Drugs encourage delusions of self-importance -- and that's true not only of the characters in Human Traffic but of the movie itself. The first feature from Welsh filmmaker Justin Kerrigan begins with a buzz but quickly deteriorates into grandiose posturing and sloppy sentimentality. It's a typical weekend in the grim industrial city of Cardiff, and Jip (John Simm), LuLu (Lorraine Pilkington), Koop (Shaun Parkes), Nina (Nicola Reynolds), and Moff (Danny Dyer) are keen to shed their drab weekday routine for a 48-hour rave of drugs, drink, bad conversation, and loud music. Maybe the problem is that I wasn't loaded on lager and Ecstasy, but Kerrigan's obvious wit and pseudo-profundity had me wanting to pound on the ceiling and demand quiet.

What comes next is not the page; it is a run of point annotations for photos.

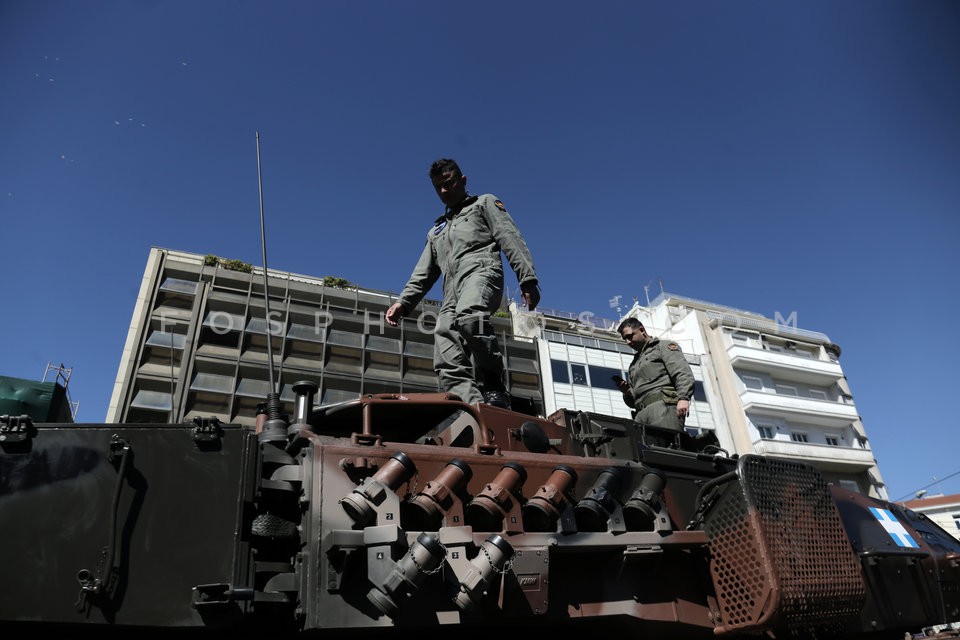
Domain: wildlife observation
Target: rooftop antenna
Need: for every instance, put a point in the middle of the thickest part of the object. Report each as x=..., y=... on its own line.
x=274, y=429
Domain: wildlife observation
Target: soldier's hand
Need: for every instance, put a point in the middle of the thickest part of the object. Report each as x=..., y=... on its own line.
x=530, y=294
x=394, y=313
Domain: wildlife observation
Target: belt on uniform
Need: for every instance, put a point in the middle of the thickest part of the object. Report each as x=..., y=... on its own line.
x=650, y=397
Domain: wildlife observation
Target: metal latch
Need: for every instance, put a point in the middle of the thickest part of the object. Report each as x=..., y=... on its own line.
x=15, y=428
x=207, y=429
x=219, y=593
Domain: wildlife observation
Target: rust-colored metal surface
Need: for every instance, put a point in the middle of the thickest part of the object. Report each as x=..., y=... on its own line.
x=779, y=554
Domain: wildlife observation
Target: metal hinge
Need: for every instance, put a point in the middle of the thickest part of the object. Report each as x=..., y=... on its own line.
x=220, y=593
x=207, y=429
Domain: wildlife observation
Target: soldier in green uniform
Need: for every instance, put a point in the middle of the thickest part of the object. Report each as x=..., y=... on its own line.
x=464, y=245
x=661, y=381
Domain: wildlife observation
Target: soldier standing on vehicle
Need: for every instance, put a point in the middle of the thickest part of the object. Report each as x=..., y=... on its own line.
x=464, y=245
x=661, y=381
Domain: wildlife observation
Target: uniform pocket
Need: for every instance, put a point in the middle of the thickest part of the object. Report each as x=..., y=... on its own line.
x=670, y=395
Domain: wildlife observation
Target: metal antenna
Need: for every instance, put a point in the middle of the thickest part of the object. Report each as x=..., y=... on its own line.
x=273, y=397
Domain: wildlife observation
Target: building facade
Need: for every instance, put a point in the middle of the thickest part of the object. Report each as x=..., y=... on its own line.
x=198, y=346
x=942, y=509
x=197, y=343
x=762, y=385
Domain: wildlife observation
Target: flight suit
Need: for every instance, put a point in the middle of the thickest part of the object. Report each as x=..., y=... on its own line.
x=464, y=246
x=659, y=377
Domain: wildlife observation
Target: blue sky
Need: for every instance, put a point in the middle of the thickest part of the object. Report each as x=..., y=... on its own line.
x=779, y=157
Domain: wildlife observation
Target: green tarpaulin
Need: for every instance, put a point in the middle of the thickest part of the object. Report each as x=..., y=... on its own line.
x=42, y=401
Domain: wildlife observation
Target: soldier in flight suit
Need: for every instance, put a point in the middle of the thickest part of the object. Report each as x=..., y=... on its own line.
x=661, y=381
x=464, y=245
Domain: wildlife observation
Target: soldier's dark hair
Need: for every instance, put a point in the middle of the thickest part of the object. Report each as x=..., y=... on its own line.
x=443, y=165
x=633, y=323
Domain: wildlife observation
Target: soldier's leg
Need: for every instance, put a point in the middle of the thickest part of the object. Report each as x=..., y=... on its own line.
x=478, y=299
x=451, y=359
x=661, y=415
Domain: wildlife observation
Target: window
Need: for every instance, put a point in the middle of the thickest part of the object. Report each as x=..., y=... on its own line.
x=560, y=371
x=601, y=377
x=578, y=373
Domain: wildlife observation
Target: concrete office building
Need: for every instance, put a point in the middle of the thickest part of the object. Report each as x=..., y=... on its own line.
x=197, y=347
x=197, y=343
x=763, y=385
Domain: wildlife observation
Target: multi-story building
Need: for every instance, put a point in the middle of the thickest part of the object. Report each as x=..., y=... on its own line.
x=762, y=385
x=197, y=347
x=942, y=509
x=197, y=344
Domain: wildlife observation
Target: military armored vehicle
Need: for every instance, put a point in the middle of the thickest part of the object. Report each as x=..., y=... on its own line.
x=397, y=513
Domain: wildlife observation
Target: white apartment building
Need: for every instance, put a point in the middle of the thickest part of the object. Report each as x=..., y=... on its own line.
x=762, y=385
x=197, y=347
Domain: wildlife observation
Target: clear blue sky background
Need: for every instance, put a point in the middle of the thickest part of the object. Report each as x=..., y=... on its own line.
x=771, y=156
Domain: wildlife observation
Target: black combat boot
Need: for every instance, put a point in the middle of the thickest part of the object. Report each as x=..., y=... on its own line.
x=497, y=399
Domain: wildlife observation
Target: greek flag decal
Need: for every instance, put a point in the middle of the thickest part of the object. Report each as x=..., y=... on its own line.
x=894, y=528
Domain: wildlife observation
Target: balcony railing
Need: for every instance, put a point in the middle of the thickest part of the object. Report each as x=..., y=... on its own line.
x=823, y=456
x=794, y=367
x=825, y=413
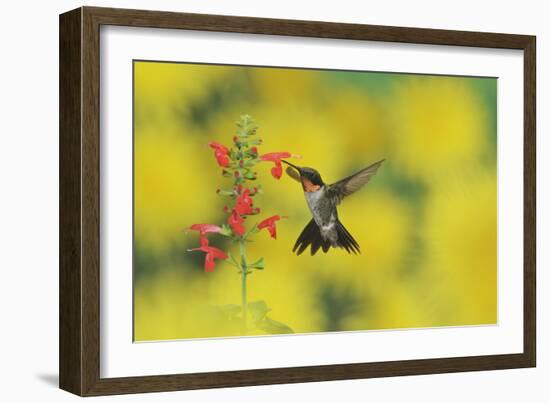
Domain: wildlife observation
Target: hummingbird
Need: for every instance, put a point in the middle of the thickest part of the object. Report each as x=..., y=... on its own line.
x=325, y=229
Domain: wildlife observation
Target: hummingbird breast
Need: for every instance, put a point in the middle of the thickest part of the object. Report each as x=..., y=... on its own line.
x=324, y=213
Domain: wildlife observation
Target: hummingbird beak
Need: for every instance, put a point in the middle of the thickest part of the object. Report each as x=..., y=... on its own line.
x=293, y=166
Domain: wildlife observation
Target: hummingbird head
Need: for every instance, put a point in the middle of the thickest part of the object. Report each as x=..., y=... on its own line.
x=311, y=179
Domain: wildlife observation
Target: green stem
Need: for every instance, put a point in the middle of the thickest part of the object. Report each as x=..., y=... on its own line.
x=244, y=273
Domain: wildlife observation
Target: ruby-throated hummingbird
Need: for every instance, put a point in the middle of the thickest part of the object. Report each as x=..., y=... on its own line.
x=325, y=230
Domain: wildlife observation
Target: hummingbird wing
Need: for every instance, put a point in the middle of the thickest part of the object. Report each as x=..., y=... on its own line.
x=293, y=174
x=347, y=186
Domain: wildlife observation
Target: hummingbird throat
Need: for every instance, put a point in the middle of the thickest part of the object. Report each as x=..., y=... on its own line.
x=309, y=186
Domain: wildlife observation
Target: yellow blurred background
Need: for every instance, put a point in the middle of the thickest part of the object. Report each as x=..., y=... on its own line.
x=426, y=223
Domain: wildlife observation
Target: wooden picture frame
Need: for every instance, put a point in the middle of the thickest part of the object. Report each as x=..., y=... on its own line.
x=79, y=348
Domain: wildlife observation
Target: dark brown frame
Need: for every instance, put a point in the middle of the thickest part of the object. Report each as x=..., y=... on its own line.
x=79, y=201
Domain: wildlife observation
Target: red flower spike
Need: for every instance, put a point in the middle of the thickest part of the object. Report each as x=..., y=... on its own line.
x=236, y=223
x=211, y=254
x=277, y=170
x=243, y=205
x=221, y=153
x=269, y=223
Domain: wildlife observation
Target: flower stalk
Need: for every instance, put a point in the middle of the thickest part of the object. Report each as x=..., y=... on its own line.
x=238, y=162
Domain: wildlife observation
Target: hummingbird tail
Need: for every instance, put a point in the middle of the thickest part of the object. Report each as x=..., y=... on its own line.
x=345, y=240
x=311, y=235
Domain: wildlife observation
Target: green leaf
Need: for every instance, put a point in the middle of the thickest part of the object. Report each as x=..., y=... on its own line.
x=233, y=260
x=258, y=310
x=271, y=326
x=231, y=311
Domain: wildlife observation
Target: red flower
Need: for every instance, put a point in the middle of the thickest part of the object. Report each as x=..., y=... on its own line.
x=269, y=223
x=221, y=153
x=211, y=254
x=277, y=170
x=203, y=230
x=236, y=222
x=243, y=205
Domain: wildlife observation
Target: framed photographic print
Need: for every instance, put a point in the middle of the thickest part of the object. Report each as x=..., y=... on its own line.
x=251, y=201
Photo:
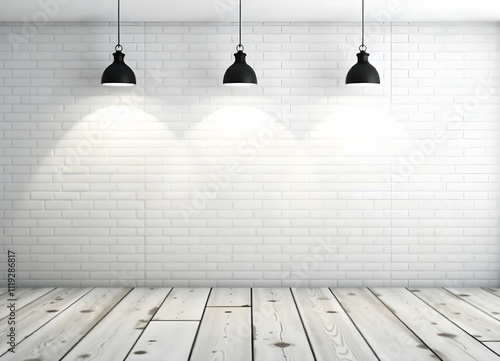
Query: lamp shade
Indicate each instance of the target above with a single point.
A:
(362, 72)
(118, 73)
(240, 73)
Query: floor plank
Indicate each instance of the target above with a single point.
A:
(494, 346)
(165, 340)
(183, 304)
(278, 331)
(467, 317)
(57, 337)
(23, 296)
(113, 337)
(36, 314)
(494, 291)
(479, 298)
(226, 297)
(332, 334)
(445, 338)
(224, 335)
(388, 337)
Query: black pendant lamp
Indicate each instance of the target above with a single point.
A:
(118, 73)
(240, 73)
(362, 72)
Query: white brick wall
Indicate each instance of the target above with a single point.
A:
(299, 181)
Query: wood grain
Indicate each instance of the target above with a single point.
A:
(332, 334)
(387, 336)
(278, 330)
(445, 338)
(113, 337)
(165, 340)
(183, 304)
(224, 335)
(56, 338)
(494, 291)
(226, 297)
(479, 298)
(23, 296)
(36, 314)
(494, 346)
(470, 319)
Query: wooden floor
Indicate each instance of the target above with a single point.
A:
(242, 324)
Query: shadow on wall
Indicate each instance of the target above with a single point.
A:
(122, 200)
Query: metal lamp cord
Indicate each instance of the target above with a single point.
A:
(118, 45)
(362, 23)
(239, 45)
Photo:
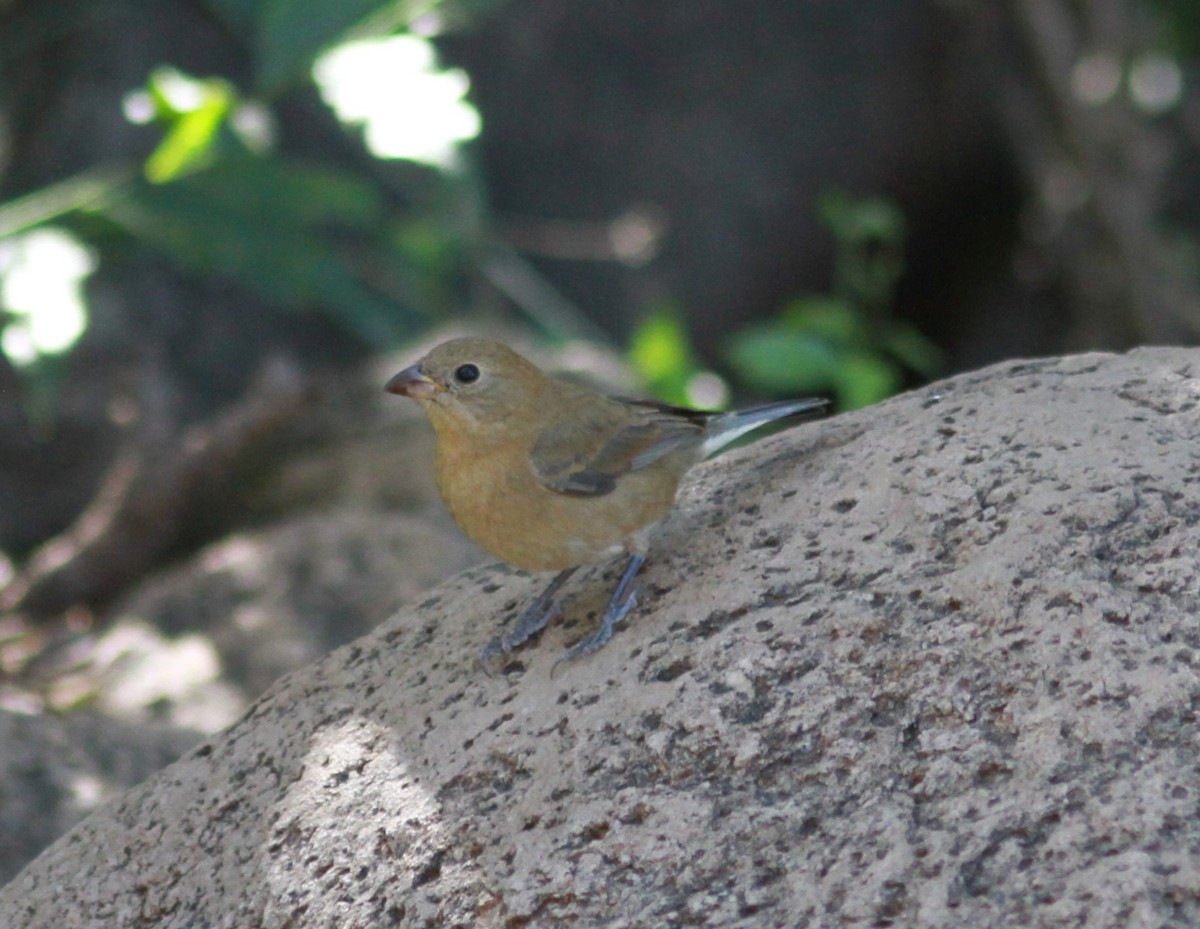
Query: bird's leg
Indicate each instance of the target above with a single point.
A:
(532, 621)
(618, 609)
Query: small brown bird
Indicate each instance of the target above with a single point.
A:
(550, 475)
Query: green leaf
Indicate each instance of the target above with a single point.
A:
(913, 351)
(660, 354)
(863, 379)
(189, 143)
(827, 318)
(778, 360)
(277, 229)
(856, 221)
(293, 33)
(659, 347)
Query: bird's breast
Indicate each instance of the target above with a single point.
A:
(499, 503)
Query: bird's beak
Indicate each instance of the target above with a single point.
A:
(412, 382)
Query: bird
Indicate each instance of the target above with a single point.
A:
(550, 475)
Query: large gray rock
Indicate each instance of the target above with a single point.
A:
(930, 664)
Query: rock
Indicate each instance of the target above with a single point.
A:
(934, 664)
(57, 769)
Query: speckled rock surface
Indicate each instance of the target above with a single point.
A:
(55, 769)
(931, 664)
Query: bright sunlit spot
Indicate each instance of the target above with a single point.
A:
(407, 106)
(41, 289)
(1156, 83)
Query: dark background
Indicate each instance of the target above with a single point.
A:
(231, 303)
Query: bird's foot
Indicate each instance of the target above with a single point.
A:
(600, 637)
(531, 622)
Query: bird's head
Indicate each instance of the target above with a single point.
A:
(471, 381)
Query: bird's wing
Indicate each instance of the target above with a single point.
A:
(585, 453)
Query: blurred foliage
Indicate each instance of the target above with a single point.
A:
(845, 342)
(661, 357)
(363, 243)
(1181, 25)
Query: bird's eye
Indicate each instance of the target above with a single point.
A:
(466, 373)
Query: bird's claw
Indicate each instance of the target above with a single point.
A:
(599, 639)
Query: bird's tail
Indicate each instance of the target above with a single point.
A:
(731, 426)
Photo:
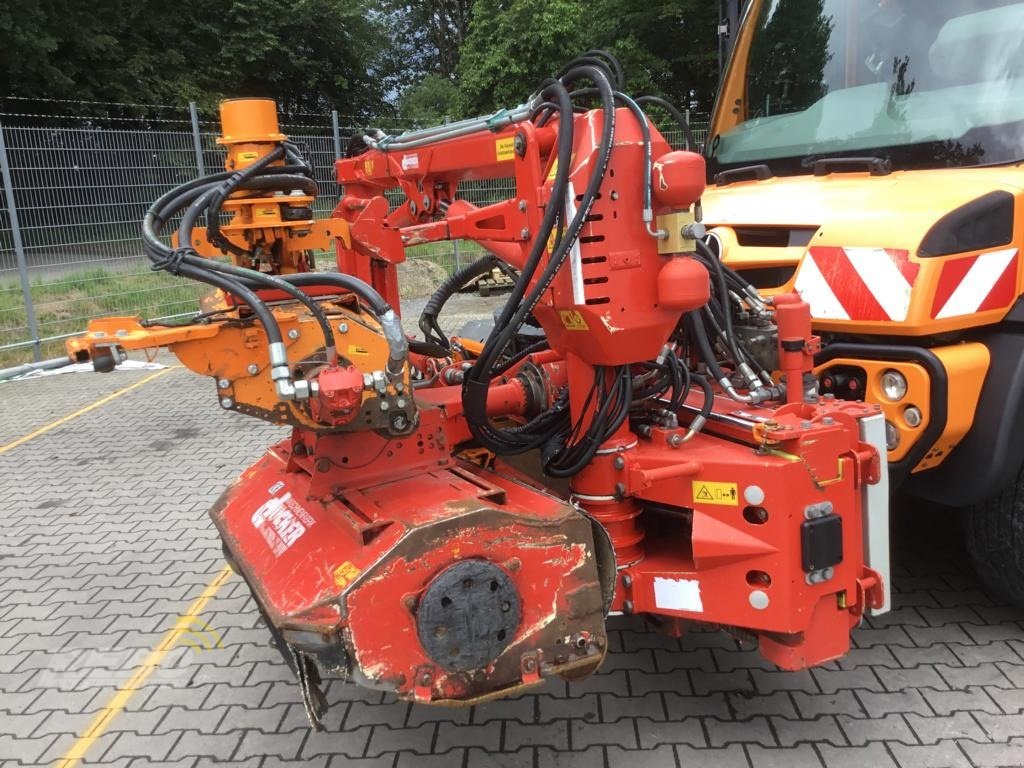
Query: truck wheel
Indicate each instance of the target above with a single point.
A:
(994, 535)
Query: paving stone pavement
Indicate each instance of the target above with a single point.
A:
(105, 542)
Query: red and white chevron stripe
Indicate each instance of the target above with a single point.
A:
(857, 284)
(975, 284)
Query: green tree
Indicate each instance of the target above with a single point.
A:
(668, 47)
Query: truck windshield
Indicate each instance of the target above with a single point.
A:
(924, 83)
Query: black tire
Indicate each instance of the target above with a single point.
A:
(994, 537)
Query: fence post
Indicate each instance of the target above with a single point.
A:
(337, 133)
(23, 264)
(197, 138)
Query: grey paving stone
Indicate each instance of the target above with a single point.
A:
(659, 757)
(974, 698)
(417, 739)
(614, 708)
(941, 755)
(480, 759)
(935, 728)
(887, 728)
(877, 705)
(351, 743)
(584, 734)
(994, 756)
(588, 758)
(727, 757)
(220, 747)
(755, 730)
(688, 731)
(803, 756)
(453, 735)
(875, 755)
(820, 730)
(555, 735)
(282, 744)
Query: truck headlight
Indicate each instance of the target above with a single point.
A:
(892, 436)
(893, 385)
(912, 416)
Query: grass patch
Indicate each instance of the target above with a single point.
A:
(65, 304)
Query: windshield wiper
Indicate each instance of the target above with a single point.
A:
(759, 172)
(824, 166)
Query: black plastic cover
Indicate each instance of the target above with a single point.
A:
(821, 541)
(985, 222)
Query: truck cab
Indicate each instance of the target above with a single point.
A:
(867, 154)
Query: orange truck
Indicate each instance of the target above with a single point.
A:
(867, 154)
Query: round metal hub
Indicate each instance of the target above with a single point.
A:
(468, 615)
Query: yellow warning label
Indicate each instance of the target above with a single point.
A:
(505, 148)
(573, 321)
(344, 573)
(724, 494)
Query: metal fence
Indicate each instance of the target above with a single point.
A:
(77, 179)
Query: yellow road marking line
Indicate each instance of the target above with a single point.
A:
(124, 693)
(82, 412)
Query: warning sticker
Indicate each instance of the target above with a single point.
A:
(678, 594)
(573, 321)
(725, 494)
(345, 573)
(505, 148)
(282, 521)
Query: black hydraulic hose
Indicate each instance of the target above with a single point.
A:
(730, 338)
(478, 378)
(699, 334)
(709, 401)
(428, 317)
(236, 288)
(676, 115)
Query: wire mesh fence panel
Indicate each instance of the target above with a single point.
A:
(82, 176)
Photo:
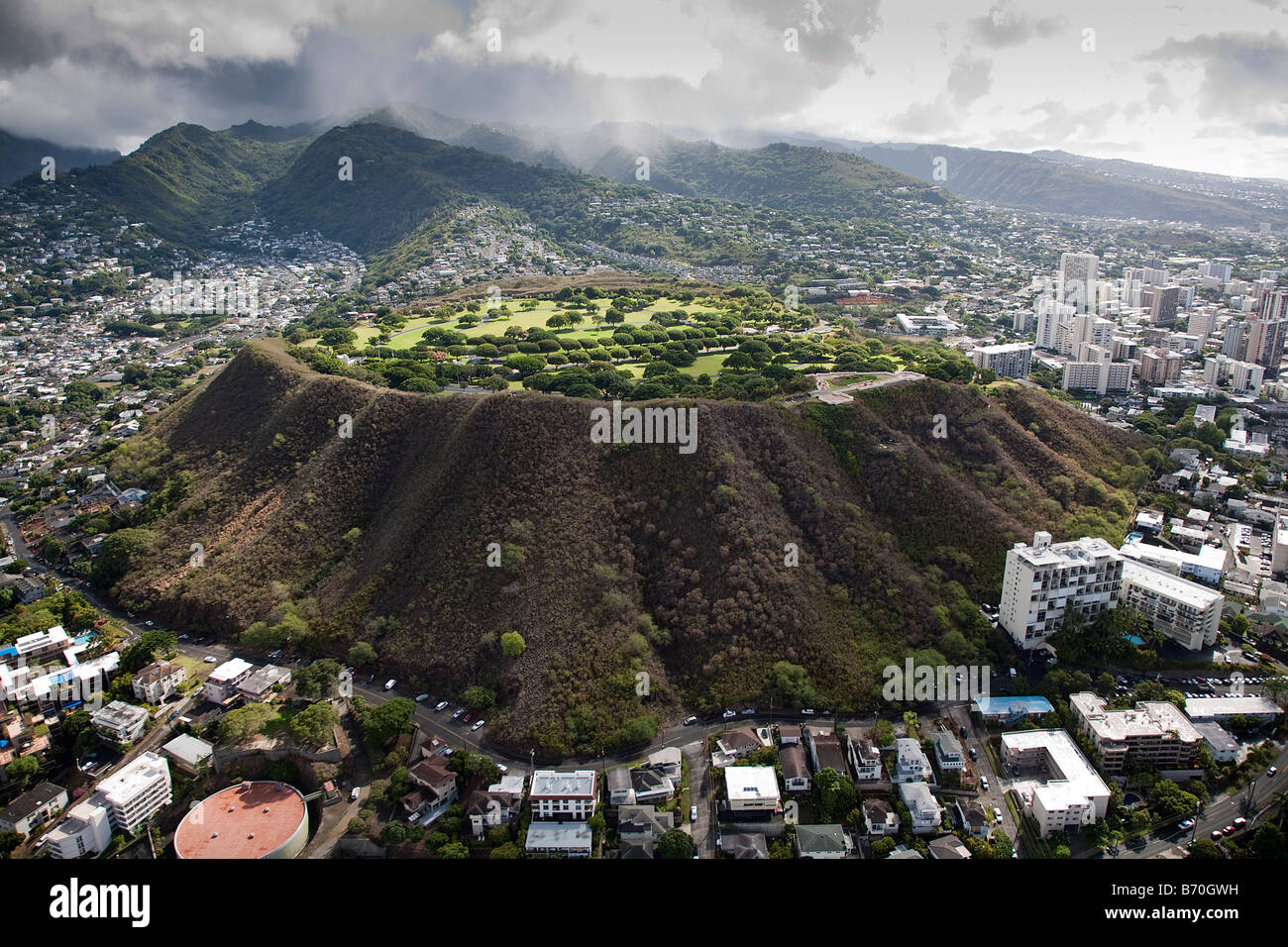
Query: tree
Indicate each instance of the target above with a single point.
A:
(675, 844)
(478, 697)
(314, 725)
(833, 795)
(245, 722)
(318, 681)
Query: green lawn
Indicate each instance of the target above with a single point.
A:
(529, 318)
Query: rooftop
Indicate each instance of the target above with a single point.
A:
(250, 819)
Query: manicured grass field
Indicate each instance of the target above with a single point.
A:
(531, 318)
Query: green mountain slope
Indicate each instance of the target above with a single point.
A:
(617, 560)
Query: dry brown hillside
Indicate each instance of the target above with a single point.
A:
(616, 560)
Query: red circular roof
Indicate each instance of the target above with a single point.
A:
(250, 819)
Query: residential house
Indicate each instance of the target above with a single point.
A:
(948, 753)
(824, 750)
(922, 806)
(880, 817)
(33, 808)
(565, 796)
(120, 722)
(911, 763)
(156, 682)
(745, 845)
(621, 791)
(949, 848)
(795, 771)
(866, 759)
(434, 789)
(822, 841)
(487, 809)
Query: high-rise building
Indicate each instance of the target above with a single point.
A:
(1077, 283)
(1044, 581)
(1008, 361)
(1266, 342)
(1100, 375)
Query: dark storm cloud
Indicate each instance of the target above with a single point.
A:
(1006, 26)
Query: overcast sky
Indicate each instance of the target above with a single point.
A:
(1198, 85)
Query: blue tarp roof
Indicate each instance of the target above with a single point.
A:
(991, 706)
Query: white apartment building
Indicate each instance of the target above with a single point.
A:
(1186, 612)
(1073, 793)
(1207, 565)
(1154, 733)
(85, 831)
(1009, 361)
(124, 801)
(156, 682)
(566, 796)
(1100, 376)
(1042, 581)
(752, 789)
(137, 789)
(224, 680)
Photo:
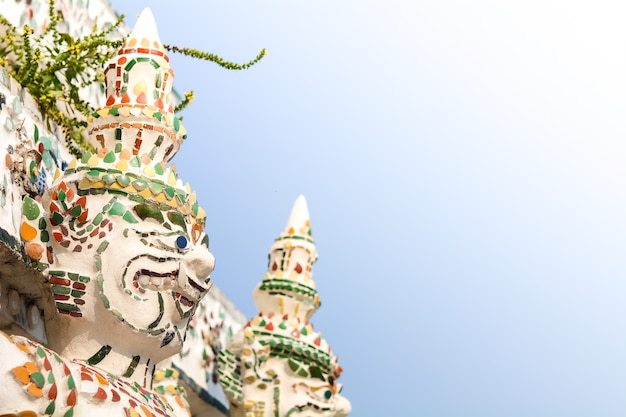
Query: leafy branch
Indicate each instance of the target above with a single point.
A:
(55, 67)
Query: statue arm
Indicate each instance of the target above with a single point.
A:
(36, 381)
(23, 380)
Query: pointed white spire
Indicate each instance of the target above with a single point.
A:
(145, 28)
(299, 222)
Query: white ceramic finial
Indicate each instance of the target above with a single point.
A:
(145, 27)
(299, 216)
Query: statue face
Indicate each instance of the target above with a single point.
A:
(153, 272)
(143, 264)
(304, 389)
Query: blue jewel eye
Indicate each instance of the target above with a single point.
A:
(181, 242)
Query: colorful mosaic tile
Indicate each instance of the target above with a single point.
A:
(279, 365)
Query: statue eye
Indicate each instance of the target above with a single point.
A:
(181, 242)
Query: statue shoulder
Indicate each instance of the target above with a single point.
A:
(38, 381)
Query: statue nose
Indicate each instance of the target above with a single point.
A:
(343, 407)
(200, 263)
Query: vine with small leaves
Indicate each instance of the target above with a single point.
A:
(54, 67)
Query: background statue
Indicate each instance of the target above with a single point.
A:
(278, 365)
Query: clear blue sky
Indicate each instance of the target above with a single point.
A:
(465, 169)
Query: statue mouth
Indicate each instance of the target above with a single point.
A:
(186, 289)
(145, 279)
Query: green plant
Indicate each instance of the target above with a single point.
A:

This level of debauchery needs to be justified by some moral point, of course, and so Jip suffers from impotence, Koop from jealousy, and poor Moff from despair at ever finding any meaning in life through the morning-after haze. They discover their answers not in drugs but in the more palatable opiate of platitudes. Although it's been compared to Trainspotting, Human Traffic is strictly pedestrian.